Parallel Vienna, 2018, with the Gallery Lisi Hämmerle
Huxley points out the rapid technological progress and the resulting increased concentration of power and money in politics, business, and the media. He predicts the disappearance of the “little man,” who will be unable to find the means to keep up with the big players. He examines the manipulations of the advertising and the entertainment industries and their constant distractions. And he notes the risk that these social and political changes could rob people of their freedom. Democratic states threaten to gradually transform themselves into authoritarian systems that only appear to be democracies.

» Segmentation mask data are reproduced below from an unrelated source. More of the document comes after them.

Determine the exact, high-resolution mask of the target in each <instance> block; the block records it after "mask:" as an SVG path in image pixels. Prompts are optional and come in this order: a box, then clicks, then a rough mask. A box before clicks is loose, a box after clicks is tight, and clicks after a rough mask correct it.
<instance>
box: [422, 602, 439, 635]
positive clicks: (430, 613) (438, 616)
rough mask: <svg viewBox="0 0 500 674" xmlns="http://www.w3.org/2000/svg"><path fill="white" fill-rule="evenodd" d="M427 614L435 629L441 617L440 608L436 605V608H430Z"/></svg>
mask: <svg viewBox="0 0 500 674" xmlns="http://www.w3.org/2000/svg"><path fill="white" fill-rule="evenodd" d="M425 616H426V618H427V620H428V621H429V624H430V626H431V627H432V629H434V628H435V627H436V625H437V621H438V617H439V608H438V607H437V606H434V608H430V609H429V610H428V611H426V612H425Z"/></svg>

In this first part of the project CAN THIS BE TOMORROW? Michaela Konrad takes the viewer back to the golden 1950s. She shows a series of fictional comic book covers in the style of American Golden Age comic books. Inspired by fantasists like Aldous Huxley, George Orwell, or Phillip K. Dick, she creates a past vision of current events. The video work WILL THIS BE?, which is presented together with the hand-printed cover images, playfully addresses past prognoses regarding our present time.
As Michaela Konrad sees it, a shifted perspective on the present can create distance—a distance that we need to help find our way in the dense multitude of simultaneous events occurring in our present day.